Recent research published by Gutaker et al. in Nature Plants reconstructs the history of rice dispersal in Asia using whole-genome sequences of more than 1,400 landraces

Rice (Oryza sativa) is one of the most important food crops in the world with the two commonly consumed subspecies being japonica and indica. In Gutaker et al. (2020), population-genomic analyses is used to examine the patterns and timing of rice dispersal in Asia and to situate human and crop migration within a climatic and environmental framework. Using archaeobotanical, paleoclimatic, and historical data in addition to the genomic information allowed for the robust reconstruction of rice diversification in East and South Asia resulting from adaptations to temperate and tropical environmental settings following a global cooling event about 4,200 yr ago.

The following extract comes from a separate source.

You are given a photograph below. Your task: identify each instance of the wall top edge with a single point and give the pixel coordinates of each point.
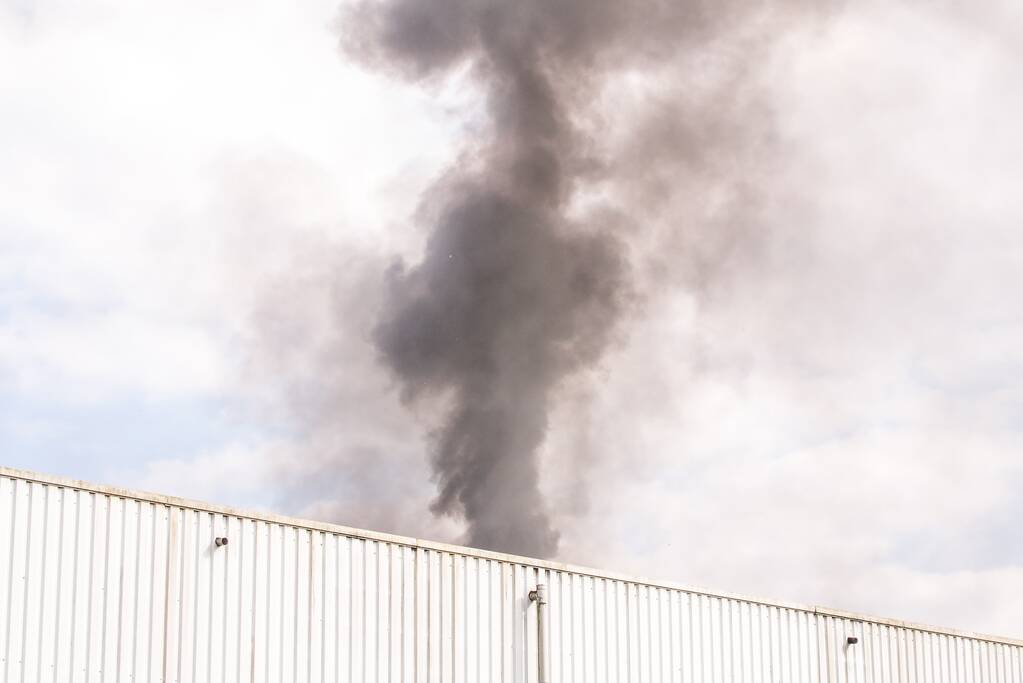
(427, 544)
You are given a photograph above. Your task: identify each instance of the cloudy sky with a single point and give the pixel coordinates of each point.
(198, 201)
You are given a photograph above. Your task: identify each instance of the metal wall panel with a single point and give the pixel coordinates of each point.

Rice terraces in Vietnam | photo by Sasin Tipchai

For example, specific alleles were shown to be adaptations in temperate japonica growing in northern latitudes in areas with low minimal temperatures early in the growing season, while japonica growing in areas with rainfed ecosystems were characterized by alleles associated with interannual variation in precipitation. For indica, alleles associated with high precipitation were found in rice from the Malay Archipelago while those growing on mainland Southeast Asian have genotypes characterized by alleles associated with warm minimum growing season temperatures and presence of nearby freshwater sources. This is significant in that it contrasts with indica from China and much of India which relies on irrigation and less on natural freshwater sources.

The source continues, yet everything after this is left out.